Ferriss himself acknowledges such emotional and behavioral effects of architecture, saying in his book The Metropolis of Tomorrow, “it has been our habit to assume that a building is a complete success if it provides for the utility, convenience and health of its occupants and, in addition, presents a pleasing exterior. But this frame of mind fails to appreciate that architectural forms necessarily have other values than the utilitarian or even others than those which we vaguely call the aesthetic. Without any doubt, these same forms quite specifically influence both the emotional and the mental life of the onlooker. Designers have generally come to realize the importance of the principle stated by the late Louis Sullivan, ‘Form follows Function.’ The axiom is not weakened by the further realization that Effect follows Form.” Ferriss’ iconic and much sough-after renderings were specifically designed to communicate the emotional influence of architecture – not necessarily what the building is, but the power it has.

Through the filter of the bomber’s insanity, Batman is, ironically, seen as one of the demons corrupting the city.
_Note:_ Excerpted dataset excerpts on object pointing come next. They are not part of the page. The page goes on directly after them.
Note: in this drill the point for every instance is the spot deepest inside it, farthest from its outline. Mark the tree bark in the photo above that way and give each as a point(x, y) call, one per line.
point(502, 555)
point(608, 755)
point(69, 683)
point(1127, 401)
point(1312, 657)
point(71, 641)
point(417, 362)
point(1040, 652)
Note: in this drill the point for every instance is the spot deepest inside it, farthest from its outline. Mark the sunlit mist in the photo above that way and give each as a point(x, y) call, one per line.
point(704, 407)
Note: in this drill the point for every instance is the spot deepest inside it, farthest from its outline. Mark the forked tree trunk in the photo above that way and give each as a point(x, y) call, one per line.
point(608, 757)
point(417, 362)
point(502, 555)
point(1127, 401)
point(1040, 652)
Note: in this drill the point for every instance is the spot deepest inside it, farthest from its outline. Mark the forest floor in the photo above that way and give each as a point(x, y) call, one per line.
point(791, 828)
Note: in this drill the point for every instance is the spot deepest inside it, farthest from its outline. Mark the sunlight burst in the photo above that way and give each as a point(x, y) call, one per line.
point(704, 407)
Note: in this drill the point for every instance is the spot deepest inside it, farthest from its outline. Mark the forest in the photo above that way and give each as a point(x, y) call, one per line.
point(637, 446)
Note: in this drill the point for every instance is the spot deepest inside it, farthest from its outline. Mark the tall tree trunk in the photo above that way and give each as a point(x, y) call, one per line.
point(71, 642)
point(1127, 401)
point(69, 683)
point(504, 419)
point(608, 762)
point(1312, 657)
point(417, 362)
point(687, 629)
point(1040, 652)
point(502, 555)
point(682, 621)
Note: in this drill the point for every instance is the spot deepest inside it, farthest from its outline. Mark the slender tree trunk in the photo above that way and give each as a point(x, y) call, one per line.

Indeed, as drawn in this series, Batman is a kind of expressionist demon; cloaked in shadows and violent movement of swirling of cape and cowl. But is he a demon, or is he a living manifestation of Gotham’s gargoyles? Of its stone protectors? A man shaped, perhaps unconsciously, by the gothic vaults and flying buttresses and monstrous sculptures of Cyrus Pinkney. A man who, like the city he protects, frightens the citizens onto the path of righteousness.
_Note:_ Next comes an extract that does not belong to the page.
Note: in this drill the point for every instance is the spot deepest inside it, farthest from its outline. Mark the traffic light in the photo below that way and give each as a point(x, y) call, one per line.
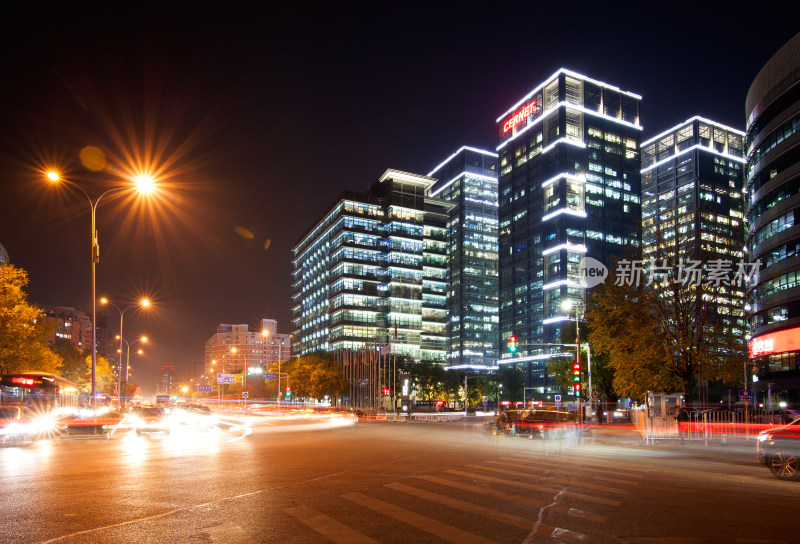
point(512, 344)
“Destoyer” closes with The Mad Bomber, ex-student / historian / Navy SEAL Andre Sinclair, surrounded by police and demolition crews, shooting defiantly at a wrecking ball swinging towards him. A futile, final act in defense of the individual dream against the unstoppable assault of society’s progress. As the wrecking ball rushes towards him, his earlier thoughts echo across the scene, “man is such a temporary thing. He lives, he sins, he dies. But a city can stand a thousand years. And a dream can last forever.” Unfortunately, the issue’s closing narration casts little hope for the nightmare that is Gotham City. “Cyrus Pinkney’s Gotham – gargoyles, to frighten people onto the path of righteousness – rounded edges to confuse the malevolent beings – thick walls to lock in virtue. The work of a madman!”
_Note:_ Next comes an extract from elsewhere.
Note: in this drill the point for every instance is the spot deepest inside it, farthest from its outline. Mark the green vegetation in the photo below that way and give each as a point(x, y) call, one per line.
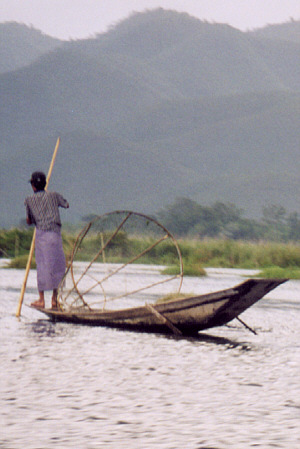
point(147, 129)
point(274, 259)
point(224, 220)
In fact, Gotham City really is the work mad men. First, a fanatically religious architect and his equally radical benefactor, who by shear force of will and moral certitude willed Gotham into existence in the hopes that the city would, in turn, will morality into its citizens. Then, years later, the Batman has his influence. Shaped by the perverse forms of the city itself, Batman has had as much effect on the psyche of Gotham as the spires and gargoyles of the city’s architect. Like Gotham, Batman is an indeal, a force of nature, an effect. But what effect is he having? Bruce Wayne’s ancestor realized too late that he may actually be responsible for the criminal fate of Gotham City. “I wished to lock evil out of men’s neighborhoods and hearts,” Solomon Wayne lamented on his deathbed. “I fear that instead I have given it the means to be locked in.” Let’s hope that his descendent doesn’t have the same regret.

So what came first, the city or the crime? the hero or the villain? The architect or the city?

In closing, another quote from Hugh Ferriss seems appropriate:

“The contemplation of the actual Metropolis as a whole cannot but lead us at last to the realization of a human population unconsciously reacting to forms which came into existence without conscious design. A hope, however, may begin to define itself in our minds. May there not yet arise, perhaps in another generation, architects who, appreciating the influence unconsciously received, will learn consciously to direct it?”